The plan is to relocate 220 personnel by early fall into the newly built Bond Street Wharf, located at Bond and Thames streets in Fells Point, and One Charles Center, which sits at 100 N. Charles St. in the heart of Baltimore's downtown area.
In total, Hopkins will occupy roughly 50,000 square feet of space, 35,000 of which will be at Bond Street Wharf.
Richard Grossi, chief financial officer for Johns Hopkins Medicine, said that Hopkins is currently finalizing lease arrangements with Bond Street Wharf LLC, the Fells Point building's landlord. As for expansion into 100 N. Charles St., Grossi said Hopkins will execute an option on an existing lease, as both the School of Professional Studies in Business and Education and the Fund for Johns Hopkins Medicine already occupy space in the building. The plan was approved last month by a subcommittee of the board of trustees.
The move is the second substantial relocation effort off the campus within a year. In April 2002, the Fund for Johns Hopkins Medicine, with 120 personnel, consolidated its offices at One Charles Center.
The relocation effort and citywide search for space, begun eight months ago, was necessitated by the steady growth in Hopkins Medicine's "core programs" and the pressing need for additional clinical and academic space on the East Baltimore campus, Grossi said, adding that it became clear to university and hospital officials that Hopkins had to look elsewhere to accommodate administrative offices.

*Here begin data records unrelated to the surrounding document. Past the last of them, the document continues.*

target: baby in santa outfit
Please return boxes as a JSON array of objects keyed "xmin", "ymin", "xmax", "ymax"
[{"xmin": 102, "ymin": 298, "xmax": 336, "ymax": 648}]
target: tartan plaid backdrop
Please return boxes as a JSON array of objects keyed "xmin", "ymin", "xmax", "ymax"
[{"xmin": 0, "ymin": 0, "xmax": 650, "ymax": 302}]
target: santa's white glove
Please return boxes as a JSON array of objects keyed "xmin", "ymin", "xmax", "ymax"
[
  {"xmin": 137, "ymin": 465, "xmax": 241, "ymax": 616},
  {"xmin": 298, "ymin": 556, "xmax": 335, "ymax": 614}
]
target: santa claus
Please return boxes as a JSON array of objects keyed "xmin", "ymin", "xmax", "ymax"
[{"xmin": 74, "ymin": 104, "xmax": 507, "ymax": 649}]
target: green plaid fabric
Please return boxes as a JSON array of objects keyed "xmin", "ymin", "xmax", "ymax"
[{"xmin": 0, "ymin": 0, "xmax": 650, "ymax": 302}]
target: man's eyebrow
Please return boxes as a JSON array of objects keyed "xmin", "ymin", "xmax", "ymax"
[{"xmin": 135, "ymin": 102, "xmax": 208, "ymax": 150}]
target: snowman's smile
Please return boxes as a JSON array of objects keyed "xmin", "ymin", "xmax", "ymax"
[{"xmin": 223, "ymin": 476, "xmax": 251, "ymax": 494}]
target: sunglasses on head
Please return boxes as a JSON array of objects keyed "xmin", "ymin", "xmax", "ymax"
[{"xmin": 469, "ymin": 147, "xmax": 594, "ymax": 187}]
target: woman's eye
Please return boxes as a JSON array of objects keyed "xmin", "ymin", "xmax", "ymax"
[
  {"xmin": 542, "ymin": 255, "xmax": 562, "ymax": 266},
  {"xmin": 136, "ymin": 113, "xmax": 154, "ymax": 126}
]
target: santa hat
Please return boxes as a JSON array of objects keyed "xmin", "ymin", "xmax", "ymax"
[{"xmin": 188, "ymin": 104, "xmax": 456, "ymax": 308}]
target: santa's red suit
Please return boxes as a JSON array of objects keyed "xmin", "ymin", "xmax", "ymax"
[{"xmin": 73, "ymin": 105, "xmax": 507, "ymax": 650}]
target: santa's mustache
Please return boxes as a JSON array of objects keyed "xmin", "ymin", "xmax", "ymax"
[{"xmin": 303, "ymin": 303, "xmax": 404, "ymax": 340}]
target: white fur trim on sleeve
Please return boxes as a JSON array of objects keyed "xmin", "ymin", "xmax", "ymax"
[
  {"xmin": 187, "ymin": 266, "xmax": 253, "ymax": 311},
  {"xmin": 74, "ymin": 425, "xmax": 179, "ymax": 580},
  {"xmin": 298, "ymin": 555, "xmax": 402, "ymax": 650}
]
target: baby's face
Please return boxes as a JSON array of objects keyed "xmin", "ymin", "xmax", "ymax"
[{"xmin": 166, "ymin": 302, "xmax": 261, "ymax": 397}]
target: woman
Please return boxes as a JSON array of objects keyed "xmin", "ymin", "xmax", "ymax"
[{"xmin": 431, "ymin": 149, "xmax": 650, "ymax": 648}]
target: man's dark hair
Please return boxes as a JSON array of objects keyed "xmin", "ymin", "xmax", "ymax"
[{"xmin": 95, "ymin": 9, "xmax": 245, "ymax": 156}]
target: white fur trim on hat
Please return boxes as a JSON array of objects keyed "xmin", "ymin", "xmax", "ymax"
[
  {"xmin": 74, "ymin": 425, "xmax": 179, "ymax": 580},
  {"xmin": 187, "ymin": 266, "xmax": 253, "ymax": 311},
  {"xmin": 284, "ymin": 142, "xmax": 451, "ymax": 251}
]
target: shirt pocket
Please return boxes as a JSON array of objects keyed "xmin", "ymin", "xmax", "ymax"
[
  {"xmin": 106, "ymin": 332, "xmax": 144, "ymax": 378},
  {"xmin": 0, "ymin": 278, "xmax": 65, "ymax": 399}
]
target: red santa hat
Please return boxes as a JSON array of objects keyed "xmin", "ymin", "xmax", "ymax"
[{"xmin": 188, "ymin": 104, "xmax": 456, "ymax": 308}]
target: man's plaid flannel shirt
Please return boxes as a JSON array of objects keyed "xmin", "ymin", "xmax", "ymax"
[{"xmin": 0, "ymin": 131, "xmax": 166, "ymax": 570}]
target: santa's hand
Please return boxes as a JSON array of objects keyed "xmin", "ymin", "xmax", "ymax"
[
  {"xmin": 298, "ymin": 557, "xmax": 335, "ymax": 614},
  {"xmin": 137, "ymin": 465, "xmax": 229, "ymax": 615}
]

Situated on the waterfront, Bond Street Wharf is a six-story, 216,000-square-foot office building that was designed by RTKL Associates. The building is part of a $101 million commercial and residential complex being developed by Struever Bros. Eccles & Rouse and H&S Properties Development Corp. It is located on the site of the former Terminal Warehouse, a dilapidated six-story brick building burned down in 1992 in a scene in the Barry Levinson film Avalon.
Bond Street Wharf's amenities include retail on the ground floor, a rooftop terrace, a planned adjacent park area and plentiful parking. Hopkins will join RTKL, Morgan Stanley and Brown Investment Advisory & Trust as tenants.
Grossi said that moving into Bond Street Wharf makes sense because, in addition to being an attractive location, it allows Hopkins to keep jobs in the eastern part of the city and relocated offices relatively close to campus.
"We want to support the commercial redevelopment of the Broadway corridor," Grossi said. "We would love to see Broadway get a shot in the arm from the East Baltimore campus to Fells Point, and this, we feel, is a step in the right direction. In time, we possibly could see a nice walkway that extends from the campus down to the waterfront."
As for 100 N. Charles St., Grossi said Hopkins' expanded presence in the building will emphasize what is becoming "a new Hopkins campus in the downtown area," referring to the location's proximity to SPSBE's Downtown Center, located on the corner of North Charles and Fayette streets.
Hopkins plans to occupy another entire floor of 100 N. Charles St.
"There was a strong incentive to find a place that would support the downtown area," Grossi said. "We're excited about the prospect of having another inner-city location and about bolstering Hopkins' ability to support the economy of the city."
Grossi said the plans are for the School of Medicine's former Office of Technology Licensing (recently consolidated into the new Office of Licensing and Technology Development) and the Office of Policy Coordination to move into 100 N. Charles St., while Bond Street Wharf will be the new home for Access Services, JHM's Office of Public Affairs, the Office of Consumer Health Information, Johns Hopkins Health System's Planning and Marketing Office and other administrative groups that he "is currently in conversation with."
Charles Weinstein, director of real estate services for Johns Hopkins Real Estate, which led the search for space, said the fact that Bond Street Wharf provided ample parking space and that both sites allow for future expansion were "major factors" as to why they were selected. The landlord for Bond Street Wharf has agreed to provide a shuttle service for transport between its building and the East Baltimore campus. One Charles Center is located two Metro stops from the East Baltimore campus.
Grossi said he anticipates occupancy to occur by September.